From: Tod O. <to...@uc...> - 2012-02-24 16:16:44
|
Thanks! We'll look at parallel indexing and the Solr merge settings. And also the GC behavior. -Tod On Feb 24, 2012, at 6:29 AM, Demian Katz wrote: > I'm copying this message to solrmarc-tech, since you'll probably get additional suggestions from there. > > Also, you might want to look at this thread -- it's a few years old but probably still relevant: > > http://sourceforge.net/mailarchive/message.php?msg_id=21044664 > > ...and here's another one: > > http://groups.google.com/group/solrmarc-tech/browse_thread/thread/fe329385bb1dc953 > > One thing that's particularly worth experimenting with (if you haven't already) is comparing performance between direct index writing and writing over HTTP. If you edit import.properties and change your solr.path value to "REMOTE", then SolrMarc will post updates to the solr.hosturl URL rather than writing them directly to the index. If you can split up your MARC file into chunks, you can run multiple instances of SolrMarc in parallel using the HTTP writing method, and that might help speed things up. > > - Demian > ________________________________________ > From: Tod Olson [to...@uc...] > Sent: Thursday, February 23, 2012 10:08 PM > To: vuf...@li... > Subject: [VuFind-Tech] solrmarc import speed > > Well, the inevitable question of how to speed up solrmarc imports is coming up. Some guidance about what to look for would be welcome. > > The test system is a VM with 2CPUs, 49GB RAM (~4GB free) running Ubuntu 10. What we observe is in our first full import (6 million records) one of our later files of about a million records would be added in 9 hours. Not production speed, but enough to test. Now that we have a full index and are re-importing the records, we only imported about 370K records in the first 6 hours. Looks to me like we are CPU bound, seems maybe there's a single thread in solrmarc that is the bottleneck. solrconfig.xml is the default from the VuFind distro: mergFactor=10, that sort of thing. > > Behavior-wise, we also notice that records will chug along for awhile, and then there will be a big pause with no feedback.
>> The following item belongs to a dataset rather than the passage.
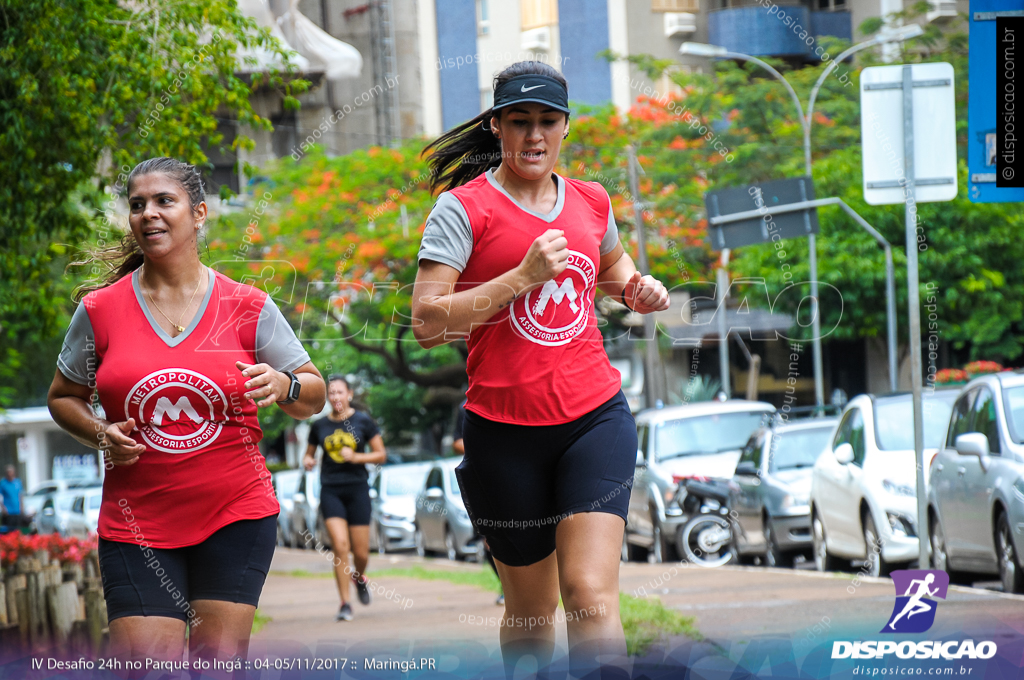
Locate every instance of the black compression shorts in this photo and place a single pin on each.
(350, 502)
(518, 481)
(230, 565)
I assume this is when solr is merging segments. > > I know a few of you are indexing several million records, so I figure I'll start here. What were your first steps in speeding up indexing, and what kinds of metrics were useful to you? > > Thanks for any advice or pointers. > > -Tod > > > Tod Olson <to...@uc...<mailto:to...@uc...>> > Systems Librarian > University of Chicago Library > > > |